Après près de deux ans de grande incertitude, le Conseil fédéral a finalement annoncé qu’il avait une piste pour résoudre le problème de l’incompatibilité entre l’accord sur la libre circulation des personnes (ALCP) et les nouvelles dispositions constitutionnelles (art.121a) en Suisse. Tout est donc bien qui finit bien pour le Conseil fédéral ? Rien n’est moins sûr…

 

Comme la presse alémanique l’avait anticipé, le Conseil fédéral souhaite désormais arriver à forcer la main de l’UE en se basant sur les procédures prévues à l’article 14 de l’ALCP. A l’occasion d’un récent article (http://bit.ly/1HPhaJT), j’avais déjà souligné les difficultés inhérentes à cette piste. Selon son interprétation usuelle, cette disposition met en place une procédure d’urgence en cas de grandes difficultés et non un instrument pour réduire l’immigration à long terme en situation de haute conjoncture.

Je reste donc sceptique quant à la finalité réelle de cette voie. Juridiquement, la Suisse n’est pas en mesure de pousser l’UE à s’assoir sur des principes élémentaires de droit en lui imposant une réduction drastique de l’immigration de travail sur des bases légales fantaisistes. En outre, politiquement, la Commission européenne ne souhaite toujours pas prendre le risque d’écorner le principe de la libre circulation des personnes. Ceci créerait sans aucun doute un précédant, forcément fâcheux, dans le contexte de la « renégociation » entamée par le Royaume-Uni.

Dans ces conditions, il n’y a qu’un seul type de « solution » consensuelle qui peut émerger des discussions sur les modalités de cette clause de sauvegarde. Il s’agit d’une solution où la Suisse et l’UE se mettraient d’accord sur des mesures peu ambitieuses et/ou en trompe l’œil (et les lient plus ou moins directement à un accord sur les questions institutionnelles auquel l’UE tient particulièrement).

Un jeu dangereux

Dans le cas d’un échec, le Conseil fédéral a déclaré qu’il mettra en place une clause de sauvegarde unilatérale. Les sept sages ont néanmoins refusé de communiquer sur ses modalités ou sur son champ d’application.

En agissant de la sorte, le Conseil fédéral a engrangé un certain capital politique. En effet, il montre qu’il tient à ce que la souveraineté populaire soit respectée. Ce haussement de ton est aussi un signal à destination de Bruxelles.
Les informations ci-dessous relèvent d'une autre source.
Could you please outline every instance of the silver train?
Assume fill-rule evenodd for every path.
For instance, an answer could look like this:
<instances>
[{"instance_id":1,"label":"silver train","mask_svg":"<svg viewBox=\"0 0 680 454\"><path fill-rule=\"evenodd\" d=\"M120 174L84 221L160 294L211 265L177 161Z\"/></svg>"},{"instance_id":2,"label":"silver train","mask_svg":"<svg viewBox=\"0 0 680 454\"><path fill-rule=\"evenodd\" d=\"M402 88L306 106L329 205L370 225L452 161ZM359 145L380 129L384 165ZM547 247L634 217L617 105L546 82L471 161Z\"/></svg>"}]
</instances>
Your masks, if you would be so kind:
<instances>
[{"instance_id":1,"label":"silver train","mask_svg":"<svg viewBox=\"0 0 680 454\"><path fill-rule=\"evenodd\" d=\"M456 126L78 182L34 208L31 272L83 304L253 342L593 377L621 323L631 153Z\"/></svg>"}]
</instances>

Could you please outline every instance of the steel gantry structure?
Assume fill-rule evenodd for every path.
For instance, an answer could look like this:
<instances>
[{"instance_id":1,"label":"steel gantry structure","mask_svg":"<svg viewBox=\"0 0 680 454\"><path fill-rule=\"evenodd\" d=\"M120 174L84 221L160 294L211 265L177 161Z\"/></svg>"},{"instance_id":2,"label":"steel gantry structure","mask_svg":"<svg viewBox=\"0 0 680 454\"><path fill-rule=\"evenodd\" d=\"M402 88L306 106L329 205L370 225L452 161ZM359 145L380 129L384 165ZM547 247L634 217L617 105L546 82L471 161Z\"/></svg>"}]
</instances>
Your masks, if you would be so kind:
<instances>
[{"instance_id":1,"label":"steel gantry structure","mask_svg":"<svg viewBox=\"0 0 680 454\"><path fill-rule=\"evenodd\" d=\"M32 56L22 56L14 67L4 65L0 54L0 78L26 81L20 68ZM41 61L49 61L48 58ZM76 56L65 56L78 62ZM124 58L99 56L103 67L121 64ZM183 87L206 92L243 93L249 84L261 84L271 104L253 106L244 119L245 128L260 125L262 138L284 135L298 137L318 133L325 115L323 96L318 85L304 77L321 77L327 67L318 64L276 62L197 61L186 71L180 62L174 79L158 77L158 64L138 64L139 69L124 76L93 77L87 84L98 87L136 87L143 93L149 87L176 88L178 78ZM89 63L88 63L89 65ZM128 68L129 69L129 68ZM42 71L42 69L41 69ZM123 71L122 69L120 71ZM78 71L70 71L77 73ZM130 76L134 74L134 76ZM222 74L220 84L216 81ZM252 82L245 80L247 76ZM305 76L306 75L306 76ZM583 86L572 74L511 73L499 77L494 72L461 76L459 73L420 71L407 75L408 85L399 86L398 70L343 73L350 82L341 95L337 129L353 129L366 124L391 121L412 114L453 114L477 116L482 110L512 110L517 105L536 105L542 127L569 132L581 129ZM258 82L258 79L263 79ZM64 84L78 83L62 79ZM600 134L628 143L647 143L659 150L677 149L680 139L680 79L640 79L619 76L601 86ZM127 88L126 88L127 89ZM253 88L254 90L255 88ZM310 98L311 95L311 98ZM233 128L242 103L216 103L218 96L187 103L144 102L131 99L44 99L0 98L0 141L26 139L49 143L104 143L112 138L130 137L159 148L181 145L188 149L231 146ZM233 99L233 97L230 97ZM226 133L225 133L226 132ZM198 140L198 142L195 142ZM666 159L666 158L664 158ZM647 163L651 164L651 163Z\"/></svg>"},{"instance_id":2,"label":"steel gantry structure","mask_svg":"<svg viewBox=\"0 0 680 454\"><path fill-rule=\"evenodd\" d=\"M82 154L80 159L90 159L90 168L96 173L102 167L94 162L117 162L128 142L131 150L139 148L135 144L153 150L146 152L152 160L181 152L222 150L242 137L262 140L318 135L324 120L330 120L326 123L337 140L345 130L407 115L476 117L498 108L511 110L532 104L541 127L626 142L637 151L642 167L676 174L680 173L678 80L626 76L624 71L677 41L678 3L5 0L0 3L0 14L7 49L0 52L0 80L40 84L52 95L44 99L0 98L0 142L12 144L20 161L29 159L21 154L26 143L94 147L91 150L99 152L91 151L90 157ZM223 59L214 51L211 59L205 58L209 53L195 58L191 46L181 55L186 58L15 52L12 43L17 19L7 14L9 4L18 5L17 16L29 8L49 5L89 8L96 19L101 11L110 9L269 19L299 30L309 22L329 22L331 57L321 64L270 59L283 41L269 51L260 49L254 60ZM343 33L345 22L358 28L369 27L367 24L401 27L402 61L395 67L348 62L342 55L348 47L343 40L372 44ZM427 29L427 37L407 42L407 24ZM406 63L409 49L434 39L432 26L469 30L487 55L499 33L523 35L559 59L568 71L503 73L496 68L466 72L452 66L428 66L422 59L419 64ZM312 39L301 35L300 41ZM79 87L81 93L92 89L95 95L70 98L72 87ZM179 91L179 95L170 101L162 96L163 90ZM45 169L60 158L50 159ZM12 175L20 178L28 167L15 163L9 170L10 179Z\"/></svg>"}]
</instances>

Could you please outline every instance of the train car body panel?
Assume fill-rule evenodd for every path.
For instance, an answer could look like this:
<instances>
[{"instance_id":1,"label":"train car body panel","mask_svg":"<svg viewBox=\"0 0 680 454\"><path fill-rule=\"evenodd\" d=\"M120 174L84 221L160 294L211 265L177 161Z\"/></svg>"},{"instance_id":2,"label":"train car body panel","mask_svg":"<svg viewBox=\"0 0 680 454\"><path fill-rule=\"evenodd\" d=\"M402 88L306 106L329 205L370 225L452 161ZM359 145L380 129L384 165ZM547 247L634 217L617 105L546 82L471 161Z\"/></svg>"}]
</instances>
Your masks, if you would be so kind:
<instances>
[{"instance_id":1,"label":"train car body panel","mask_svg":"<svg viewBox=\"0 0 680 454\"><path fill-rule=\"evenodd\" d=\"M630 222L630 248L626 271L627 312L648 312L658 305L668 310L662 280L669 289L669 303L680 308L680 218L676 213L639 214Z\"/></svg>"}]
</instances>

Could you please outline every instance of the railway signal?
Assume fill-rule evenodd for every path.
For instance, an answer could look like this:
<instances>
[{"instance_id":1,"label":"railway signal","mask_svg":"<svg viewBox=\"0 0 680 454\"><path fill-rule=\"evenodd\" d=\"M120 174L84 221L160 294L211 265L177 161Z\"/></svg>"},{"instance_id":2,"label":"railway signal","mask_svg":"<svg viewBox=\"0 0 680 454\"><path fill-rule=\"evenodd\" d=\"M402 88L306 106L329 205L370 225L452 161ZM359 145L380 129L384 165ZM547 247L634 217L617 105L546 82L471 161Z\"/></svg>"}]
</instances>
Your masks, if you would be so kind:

Il s’agit de faire croire aux gardiens de l’orthodoxie à la Commission européenne que la Suisse agira de toute façon avec ou sans l’aval de l’UE. Ceci a pour but de pousser les Européens les plus intransigeants à trouver une solution consensuelle.

Toutefois, le Conseil fédéral s’est aussi lié les mains en fixant une obligation de résultat pour ses prochaines discussions avec la Commission, le tout assorti d’une date butoir (février 2017). Il risque de grandement le regretter si l’UE ne rentre pas dans son jeu et refuse de se montrer flexible.

A ce sujet, il faut rappeler qu’une application unilatérale d’une clause de sauvegarde serait immédiatement perçue par l’UE comme une violation grave des principales dispositions de l’ALCP. Dès lors, il est fort probable que Bruxelles ne resterait pas les bras croisés. Le champ de ses réponses possibles est vaste. Il comprend des contremesures ciblées mais non moins douloureuses pour les Suisses, voire une suspension ou, pire, une dénonciation de certains accords bilatéraux I.